Thousands of people have been affected by the military offensive launched by Azerbaijan last week on the breakaway region of Nagorno-Karabakh, including Christians on both sides. Please pray for God’s hand on this situation and for an end to the violence.
Many are fleeing the region because of fears of persecution and ethnic cleansing
Armenians are leaving the disputed breakaway region of Nagorno-Karabakh after Azerbaijan launched a military offensive last week which resulted in a ceasefire and ethnic-Armenian forces being disarmed.
More than ten thousand are estimated to have crossed the border into Armenia, believing they will not be safe under Azerbaijan rule, but many remain in the enclave situated in the South Caucasus.
The history of the area is complex. Both Armenia and Azerbaijan were part of the Soviet Union. When that began disintegrating in the late 1980s, the regional parliament voted to become part of Armenia, breaking away from Azerbaijan, and a full-scale war ensued. Over the years, thousands have been killed and over a million people displaced, with atrocities committed by both sides.
“Let us pray that our Lord will protect His children in the region and that they will have peace” Rolf Zeegers, Open Doors analyst
Nagorno-Karabakh has been home to a majority Armenian population of more than 120,000, but the footage of many fleeing due to fears of persecution and ethnic cleansing confirms the unstable situation which has been unfolding since the ceasefire agreement. Under the terms of the agreement, Armenians had to withdraw their forces from the disputed region and lay down their arms.
Despite the Azerbaijani government’s assurances of a peaceful reintegration, many ethnic Armenians believe they are no longer safe. Open Doors World Watch Research analyst Rolf Zeegers commented, “I think it is still too early to draw conclusions. However, I expect that tensions will continue to simmer. Let us pray that our Lord will protect His children in the region and that they will have peace. Pray that they will suffer no more violence.”
The complex ethnic and geographic situation of the region is at the heart of this decades-long conflict. The first confrontation, which lasted from 1988-1994, ended in an Armenian victory. As a result, the Nagorno-Karabakh region declared itself independent from Azerbaijan. The Lachin area between Nagorno-Karabakh and Armenia was also under Armenian control until fighting resumed in 2020.
In September and October 2020, Azerbaijan successfully recaptured areas that were under Armenian control. This included the Lachin region which connected Nagorno-Karabakh directly to Armenia. Russians mediated a deal between Armenia and Azerbaijan in which Russian troops would guarantee transport between Armenia and Nagorno-Karabakh. But this did not put a stop to the conflict.
On 12 December 2022, the situation escalated when Azerbaijan blocked off the Lachin corridor. People in Nagorno-Karabakh were isolated for several months.
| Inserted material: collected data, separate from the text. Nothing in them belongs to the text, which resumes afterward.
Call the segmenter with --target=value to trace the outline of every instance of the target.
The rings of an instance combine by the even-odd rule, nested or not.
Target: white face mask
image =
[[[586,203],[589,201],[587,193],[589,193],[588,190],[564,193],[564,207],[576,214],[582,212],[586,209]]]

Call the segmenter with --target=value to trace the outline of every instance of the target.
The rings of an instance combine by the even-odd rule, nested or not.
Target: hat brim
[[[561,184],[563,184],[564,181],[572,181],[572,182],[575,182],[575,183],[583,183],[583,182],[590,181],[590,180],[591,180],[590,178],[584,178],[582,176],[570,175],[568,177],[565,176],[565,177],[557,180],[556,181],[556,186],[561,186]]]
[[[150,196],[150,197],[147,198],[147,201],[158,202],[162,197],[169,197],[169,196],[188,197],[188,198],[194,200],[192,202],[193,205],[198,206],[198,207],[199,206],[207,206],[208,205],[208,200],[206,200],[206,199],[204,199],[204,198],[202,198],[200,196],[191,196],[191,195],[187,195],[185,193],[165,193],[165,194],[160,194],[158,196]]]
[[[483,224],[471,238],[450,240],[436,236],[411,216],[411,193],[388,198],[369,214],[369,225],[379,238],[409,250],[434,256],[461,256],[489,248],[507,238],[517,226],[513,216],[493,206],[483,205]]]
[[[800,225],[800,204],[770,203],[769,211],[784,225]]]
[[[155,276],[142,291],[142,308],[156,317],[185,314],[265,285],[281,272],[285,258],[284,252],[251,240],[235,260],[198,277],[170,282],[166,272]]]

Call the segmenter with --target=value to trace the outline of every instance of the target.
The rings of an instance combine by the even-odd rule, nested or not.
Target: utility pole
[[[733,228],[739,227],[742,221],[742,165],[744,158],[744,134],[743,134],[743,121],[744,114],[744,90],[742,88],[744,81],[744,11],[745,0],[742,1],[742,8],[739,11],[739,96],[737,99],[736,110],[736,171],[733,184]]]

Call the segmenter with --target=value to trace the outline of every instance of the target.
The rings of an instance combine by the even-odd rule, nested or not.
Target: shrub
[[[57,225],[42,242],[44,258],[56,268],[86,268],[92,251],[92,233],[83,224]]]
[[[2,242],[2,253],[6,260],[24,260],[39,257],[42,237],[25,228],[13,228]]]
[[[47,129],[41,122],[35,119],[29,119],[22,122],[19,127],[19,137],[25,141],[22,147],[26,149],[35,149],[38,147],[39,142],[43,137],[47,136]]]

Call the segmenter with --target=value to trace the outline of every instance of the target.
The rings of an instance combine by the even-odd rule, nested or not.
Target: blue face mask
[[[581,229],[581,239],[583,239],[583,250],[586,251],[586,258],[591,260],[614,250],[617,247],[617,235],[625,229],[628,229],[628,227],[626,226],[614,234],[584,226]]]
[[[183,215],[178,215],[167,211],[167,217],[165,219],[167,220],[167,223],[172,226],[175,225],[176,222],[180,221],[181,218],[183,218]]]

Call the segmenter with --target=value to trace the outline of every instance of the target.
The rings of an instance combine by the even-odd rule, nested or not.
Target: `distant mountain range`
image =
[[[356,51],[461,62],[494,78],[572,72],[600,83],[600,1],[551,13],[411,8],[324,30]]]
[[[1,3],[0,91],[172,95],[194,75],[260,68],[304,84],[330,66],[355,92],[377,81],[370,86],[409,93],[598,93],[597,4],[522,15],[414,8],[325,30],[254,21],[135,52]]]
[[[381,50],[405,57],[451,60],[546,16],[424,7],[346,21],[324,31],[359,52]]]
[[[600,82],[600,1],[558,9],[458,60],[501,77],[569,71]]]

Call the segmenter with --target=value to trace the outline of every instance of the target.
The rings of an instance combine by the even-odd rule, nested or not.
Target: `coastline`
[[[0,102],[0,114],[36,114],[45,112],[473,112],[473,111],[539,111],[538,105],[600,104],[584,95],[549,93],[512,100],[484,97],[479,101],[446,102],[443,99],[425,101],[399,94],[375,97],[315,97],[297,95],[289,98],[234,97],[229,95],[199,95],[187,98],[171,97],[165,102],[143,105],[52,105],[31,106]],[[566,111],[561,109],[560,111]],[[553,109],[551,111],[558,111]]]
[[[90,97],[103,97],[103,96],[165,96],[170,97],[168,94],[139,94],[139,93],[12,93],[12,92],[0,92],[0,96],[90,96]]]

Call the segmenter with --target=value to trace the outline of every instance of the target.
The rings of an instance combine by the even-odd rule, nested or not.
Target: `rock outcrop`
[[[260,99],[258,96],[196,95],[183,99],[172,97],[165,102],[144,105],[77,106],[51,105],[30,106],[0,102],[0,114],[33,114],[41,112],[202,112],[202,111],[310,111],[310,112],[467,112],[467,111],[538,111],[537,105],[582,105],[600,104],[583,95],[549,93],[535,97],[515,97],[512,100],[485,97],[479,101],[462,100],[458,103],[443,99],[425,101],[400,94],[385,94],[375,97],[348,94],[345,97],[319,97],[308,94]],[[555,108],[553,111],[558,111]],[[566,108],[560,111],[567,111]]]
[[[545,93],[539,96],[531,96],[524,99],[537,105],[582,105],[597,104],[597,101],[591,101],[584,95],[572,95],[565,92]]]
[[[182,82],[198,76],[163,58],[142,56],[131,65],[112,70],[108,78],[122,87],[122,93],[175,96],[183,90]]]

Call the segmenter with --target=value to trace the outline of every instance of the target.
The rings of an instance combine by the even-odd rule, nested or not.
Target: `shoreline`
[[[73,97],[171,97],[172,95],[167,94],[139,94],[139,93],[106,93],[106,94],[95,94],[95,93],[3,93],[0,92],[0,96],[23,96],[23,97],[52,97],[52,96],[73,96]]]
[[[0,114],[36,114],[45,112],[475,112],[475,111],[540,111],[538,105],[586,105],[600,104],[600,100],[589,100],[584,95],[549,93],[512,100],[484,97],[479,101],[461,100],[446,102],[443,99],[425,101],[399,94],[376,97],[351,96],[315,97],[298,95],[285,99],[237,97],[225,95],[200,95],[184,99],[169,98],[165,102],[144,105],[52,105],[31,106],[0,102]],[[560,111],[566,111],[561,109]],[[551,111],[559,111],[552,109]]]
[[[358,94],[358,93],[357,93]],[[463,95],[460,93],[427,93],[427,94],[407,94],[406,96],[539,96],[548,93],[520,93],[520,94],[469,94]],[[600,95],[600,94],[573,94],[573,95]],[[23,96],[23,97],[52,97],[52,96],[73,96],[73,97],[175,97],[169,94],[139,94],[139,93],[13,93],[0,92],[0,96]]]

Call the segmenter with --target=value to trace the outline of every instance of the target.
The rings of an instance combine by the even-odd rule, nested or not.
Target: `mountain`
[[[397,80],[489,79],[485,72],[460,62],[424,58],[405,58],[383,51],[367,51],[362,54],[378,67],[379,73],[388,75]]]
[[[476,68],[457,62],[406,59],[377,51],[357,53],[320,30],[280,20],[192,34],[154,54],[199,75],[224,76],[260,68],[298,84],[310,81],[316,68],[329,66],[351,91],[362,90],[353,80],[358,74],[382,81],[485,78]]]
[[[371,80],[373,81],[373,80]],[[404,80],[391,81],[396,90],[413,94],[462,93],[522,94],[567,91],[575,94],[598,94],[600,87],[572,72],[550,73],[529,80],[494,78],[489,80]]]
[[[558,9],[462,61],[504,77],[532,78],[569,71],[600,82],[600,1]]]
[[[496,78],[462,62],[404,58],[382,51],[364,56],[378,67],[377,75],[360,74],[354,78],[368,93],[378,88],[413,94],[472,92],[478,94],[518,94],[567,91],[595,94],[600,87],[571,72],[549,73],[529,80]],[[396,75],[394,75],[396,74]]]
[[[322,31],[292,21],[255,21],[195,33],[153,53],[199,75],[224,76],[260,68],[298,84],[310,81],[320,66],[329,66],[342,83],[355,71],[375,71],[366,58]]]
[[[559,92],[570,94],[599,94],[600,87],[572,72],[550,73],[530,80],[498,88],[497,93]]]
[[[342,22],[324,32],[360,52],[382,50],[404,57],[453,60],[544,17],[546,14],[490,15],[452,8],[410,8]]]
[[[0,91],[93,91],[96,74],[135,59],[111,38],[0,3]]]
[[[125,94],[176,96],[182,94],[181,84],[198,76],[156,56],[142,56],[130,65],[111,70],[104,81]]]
On Saturday 9 September, this blockade was lifted – temporarily.
“We need to pray for peace so that the Lord will stop the war” Church leader from Azerbaijan
On 19 September 2023, Azerbaijan launched another military campaign – this time against Nagorno-Karabakh itself. As the separatist troops could not withstand the Azerbaijani troops, they agreed to a ceasefire.
Christians are affected on both sides of the conflict. Two church leaders from Azerbaijan spoke to our field partners in the region and asked for prayers.
“We need to pray for peace so that the Lord will stop the war. Every neighbourhood has dead soldiers, even among our relatives. Now civilians are leaving the area,” said one of the pastors.
The other said, “Well, most importantly, pray that the conflict will be fully resolved, that there will be no more bloodshed. There are a lot of victims; pray for these families, so that the Lord will comfort them.”
Azerbaijan is currently number 58 on the World Watch List. Restrictions to registering churches, monitoring religious literature, and requiring permission from the state for religious activities shows why the Christian community in Nagorno-Karabakh fears coming under the control of Azerbaijan.